Sadly, my boyhood enthusiasm for TSI didn't last. And apparently, that's also the case for millions of other people, as the company filed for bankruptcy protection last week. There does seem to be a fatal flaw in the Image's business model: The people most excited by its products are pre-teen-to-teenage boys. Pre-teen-to-teenage boys have little disposable income. By the time said pre-teen-to-teenage boy has enough money to actually start seriously thinking about digital coin sorters, motorized tie racks and the like, he's moved on to other things. Like sex.
There were other problems as well: Heelys replaced Razor scooters in the country's quest for geeky mobility. The company's cash cow, the Ionic Breeze air purifier, started getting dinged pretty heavily by Consumer Reports. And perhaps people realized they didn't need so many different sounds on their white-noise machines--was "insurance office" really all that different from "bus terminal?"
Ok, that last one is not true.
And here's something else that broadsided TSI. Gadgets are no longer something that have to be set aside in a special catalog that could be pored over by Rush fans. Nor do they have to be displayed in stores that are more like museums and science centers than actual places that make money. (While interning one college summer near the South Street Seaport in NY, I used to spend half my lunch hour every day on a motorized massage table at the nearby Sharper Image. Went there for weeks. Never spent a dime.)
Gadgets are everywhere now. Amazon is a gadget store. Wal-Mart is a gadget store. iPods are gadgets. So are TiVos, universal remotes, cellular phones and portable DVD players.

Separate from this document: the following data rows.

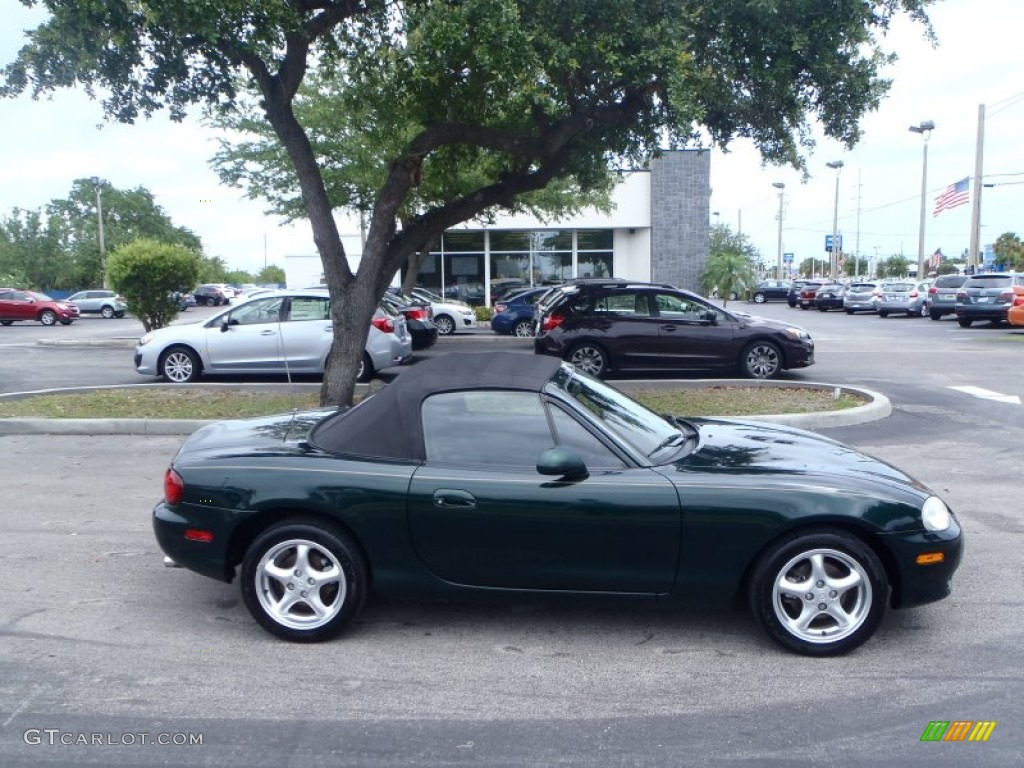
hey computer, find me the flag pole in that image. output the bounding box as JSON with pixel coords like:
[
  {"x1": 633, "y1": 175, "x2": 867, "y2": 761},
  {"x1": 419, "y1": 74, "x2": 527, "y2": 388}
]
[{"x1": 968, "y1": 104, "x2": 985, "y2": 271}]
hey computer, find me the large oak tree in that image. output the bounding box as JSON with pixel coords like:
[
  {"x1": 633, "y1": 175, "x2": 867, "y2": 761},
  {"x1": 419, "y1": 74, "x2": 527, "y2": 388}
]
[{"x1": 2, "y1": 0, "x2": 934, "y2": 405}]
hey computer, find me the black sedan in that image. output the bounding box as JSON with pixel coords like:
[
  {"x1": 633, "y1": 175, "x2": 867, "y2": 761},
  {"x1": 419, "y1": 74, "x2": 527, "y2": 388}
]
[
  {"x1": 153, "y1": 352, "x2": 963, "y2": 656},
  {"x1": 750, "y1": 280, "x2": 791, "y2": 304},
  {"x1": 813, "y1": 283, "x2": 846, "y2": 311}
]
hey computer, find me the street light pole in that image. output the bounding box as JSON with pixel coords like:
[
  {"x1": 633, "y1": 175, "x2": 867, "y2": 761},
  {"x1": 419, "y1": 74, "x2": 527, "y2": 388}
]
[
  {"x1": 90, "y1": 177, "x2": 107, "y2": 288},
  {"x1": 909, "y1": 120, "x2": 935, "y2": 279},
  {"x1": 826, "y1": 161, "x2": 844, "y2": 280},
  {"x1": 772, "y1": 182, "x2": 785, "y2": 280}
]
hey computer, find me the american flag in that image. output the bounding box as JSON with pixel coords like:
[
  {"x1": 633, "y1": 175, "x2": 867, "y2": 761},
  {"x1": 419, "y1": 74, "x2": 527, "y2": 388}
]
[{"x1": 933, "y1": 177, "x2": 970, "y2": 217}]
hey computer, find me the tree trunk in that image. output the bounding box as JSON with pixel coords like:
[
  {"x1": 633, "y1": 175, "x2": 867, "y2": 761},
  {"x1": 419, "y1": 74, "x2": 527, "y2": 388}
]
[{"x1": 400, "y1": 231, "x2": 441, "y2": 295}]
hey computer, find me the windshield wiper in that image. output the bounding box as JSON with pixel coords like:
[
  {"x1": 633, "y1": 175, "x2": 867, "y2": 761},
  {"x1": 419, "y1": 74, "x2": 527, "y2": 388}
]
[{"x1": 647, "y1": 431, "x2": 686, "y2": 457}]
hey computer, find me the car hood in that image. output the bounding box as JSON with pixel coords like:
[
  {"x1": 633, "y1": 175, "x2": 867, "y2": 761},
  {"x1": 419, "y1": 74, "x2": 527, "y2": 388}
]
[
  {"x1": 732, "y1": 313, "x2": 805, "y2": 333},
  {"x1": 672, "y1": 418, "x2": 931, "y2": 499},
  {"x1": 174, "y1": 409, "x2": 336, "y2": 462}
]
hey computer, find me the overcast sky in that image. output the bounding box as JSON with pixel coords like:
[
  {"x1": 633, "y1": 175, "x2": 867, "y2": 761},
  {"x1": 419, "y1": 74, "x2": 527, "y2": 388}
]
[{"x1": 1, "y1": 0, "x2": 1021, "y2": 277}]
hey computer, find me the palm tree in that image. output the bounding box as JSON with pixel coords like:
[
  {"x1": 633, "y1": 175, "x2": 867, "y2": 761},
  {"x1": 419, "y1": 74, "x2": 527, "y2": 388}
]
[{"x1": 701, "y1": 250, "x2": 757, "y2": 307}]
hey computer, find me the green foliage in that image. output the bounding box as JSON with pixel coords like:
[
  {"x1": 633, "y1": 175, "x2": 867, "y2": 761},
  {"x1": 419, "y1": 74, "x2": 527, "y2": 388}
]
[
  {"x1": 798, "y1": 258, "x2": 829, "y2": 278},
  {"x1": 1, "y1": 0, "x2": 937, "y2": 405},
  {"x1": 703, "y1": 225, "x2": 759, "y2": 305},
  {"x1": 474, "y1": 306, "x2": 493, "y2": 322},
  {"x1": 257, "y1": 264, "x2": 286, "y2": 286},
  {"x1": 993, "y1": 232, "x2": 1024, "y2": 271},
  {"x1": 842, "y1": 257, "x2": 868, "y2": 277},
  {"x1": 1, "y1": 179, "x2": 203, "y2": 290},
  {"x1": 876, "y1": 255, "x2": 911, "y2": 278},
  {"x1": 106, "y1": 238, "x2": 201, "y2": 331},
  {"x1": 935, "y1": 261, "x2": 960, "y2": 276}
]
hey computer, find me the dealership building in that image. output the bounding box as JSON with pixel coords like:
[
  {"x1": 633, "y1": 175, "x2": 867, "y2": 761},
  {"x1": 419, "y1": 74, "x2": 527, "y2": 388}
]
[{"x1": 285, "y1": 149, "x2": 711, "y2": 304}]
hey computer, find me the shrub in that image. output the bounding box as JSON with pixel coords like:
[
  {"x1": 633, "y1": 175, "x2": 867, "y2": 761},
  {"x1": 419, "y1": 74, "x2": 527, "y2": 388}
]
[{"x1": 106, "y1": 238, "x2": 201, "y2": 331}]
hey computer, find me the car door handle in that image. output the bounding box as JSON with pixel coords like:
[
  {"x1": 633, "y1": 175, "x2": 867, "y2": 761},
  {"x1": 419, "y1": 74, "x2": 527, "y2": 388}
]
[
  {"x1": 433, "y1": 489, "x2": 477, "y2": 509},
  {"x1": 660, "y1": 324, "x2": 677, "y2": 332},
  {"x1": 260, "y1": 330, "x2": 276, "y2": 335}
]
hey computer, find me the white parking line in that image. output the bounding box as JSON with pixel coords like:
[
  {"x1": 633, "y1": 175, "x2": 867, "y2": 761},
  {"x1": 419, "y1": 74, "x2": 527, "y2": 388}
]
[{"x1": 948, "y1": 385, "x2": 1021, "y2": 405}]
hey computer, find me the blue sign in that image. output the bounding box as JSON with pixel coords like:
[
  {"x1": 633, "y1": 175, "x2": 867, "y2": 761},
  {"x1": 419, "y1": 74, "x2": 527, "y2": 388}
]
[
  {"x1": 825, "y1": 234, "x2": 843, "y2": 252},
  {"x1": 783, "y1": 252, "x2": 794, "y2": 263}
]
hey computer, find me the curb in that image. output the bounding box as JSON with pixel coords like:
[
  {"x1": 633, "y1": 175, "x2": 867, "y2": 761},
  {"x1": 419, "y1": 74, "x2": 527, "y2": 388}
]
[{"x1": 0, "y1": 380, "x2": 890, "y2": 436}]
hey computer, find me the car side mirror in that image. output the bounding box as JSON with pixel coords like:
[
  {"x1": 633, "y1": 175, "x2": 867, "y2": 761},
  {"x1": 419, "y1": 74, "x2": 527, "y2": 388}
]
[
  {"x1": 537, "y1": 446, "x2": 589, "y2": 481},
  {"x1": 220, "y1": 318, "x2": 232, "y2": 332},
  {"x1": 702, "y1": 311, "x2": 717, "y2": 326}
]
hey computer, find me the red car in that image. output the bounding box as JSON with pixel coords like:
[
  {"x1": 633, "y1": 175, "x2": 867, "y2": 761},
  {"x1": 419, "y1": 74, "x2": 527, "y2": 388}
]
[
  {"x1": 798, "y1": 284, "x2": 820, "y2": 310},
  {"x1": 0, "y1": 288, "x2": 80, "y2": 326}
]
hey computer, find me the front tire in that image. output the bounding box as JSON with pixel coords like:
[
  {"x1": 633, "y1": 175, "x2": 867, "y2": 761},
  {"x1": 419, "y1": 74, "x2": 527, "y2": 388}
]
[
  {"x1": 39, "y1": 309, "x2": 57, "y2": 326},
  {"x1": 567, "y1": 342, "x2": 609, "y2": 378},
  {"x1": 240, "y1": 520, "x2": 368, "y2": 642},
  {"x1": 878, "y1": 311, "x2": 889, "y2": 318},
  {"x1": 205, "y1": 296, "x2": 218, "y2": 307},
  {"x1": 749, "y1": 529, "x2": 887, "y2": 656},
  {"x1": 930, "y1": 311, "x2": 941, "y2": 321},
  {"x1": 159, "y1": 347, "x2": 200, "y2": 383},
  {"x1": 433, "y1": 314, "x2": 456, "y2": 336},
  {"x1": 958, "y1": 318, "x2": 973, "y2": 328},
  {"x1": 753, "y1": 293, "x2": 766, "y2": 304},
  {"x1": 741, "y1": 340, "x2": 782, "y2": 379}
]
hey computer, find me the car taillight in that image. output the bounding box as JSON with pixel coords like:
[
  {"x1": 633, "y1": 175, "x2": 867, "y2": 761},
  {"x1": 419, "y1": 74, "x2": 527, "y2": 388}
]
[
  {"x1": 164, "y1": 468, "x2": 184, "y2": 505},
  {"x1": 909, "y1": 290, "x2": 919, "y2": 298},
  {"x1": 1014, "y1": 296, "x2": 1024, "y2": 307},
  {"x1": 494, "y1": 303, "x2": 508, "y2": 314},
  {"x1": 998, "y1": 290, "x2": 1013, "y2": 303},
  {"x1": 872, "y1": 290, "x2": 882, "y2": 298},
  {"x1": 406, "y1": 308, "x2": 429, "y2": 321},
  {"x1": 372, "y1": 315, "x2": 395, "y2": 333},
  {"x1": 541, "y1": 313, "x2": 564, "y2": 332},
  {"x1": 928, "y1": 286, "x2": 938, "y2": 294}
]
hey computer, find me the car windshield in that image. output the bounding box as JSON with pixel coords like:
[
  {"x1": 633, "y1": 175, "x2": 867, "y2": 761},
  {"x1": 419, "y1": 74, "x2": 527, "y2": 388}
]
[
  {"x1": 27, "y1": 291, "x2": 52, "y2": 301},
  {"x1": 546, "y1": 364, "x2": 685, "y2": 459}
]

When my father, who's thisclose to being Amish, started asking me if I thought the Motorola Q was better for his purposes than a Blackberry Pearl, I knew it was true: We're all gadget freaks now. Once that became the case, the special, cordoned-off area that The Sharper Image occupied became unnecessary. Like so many of its products, the retailer has met a similar fate:
The Sharper Image has become obsolete.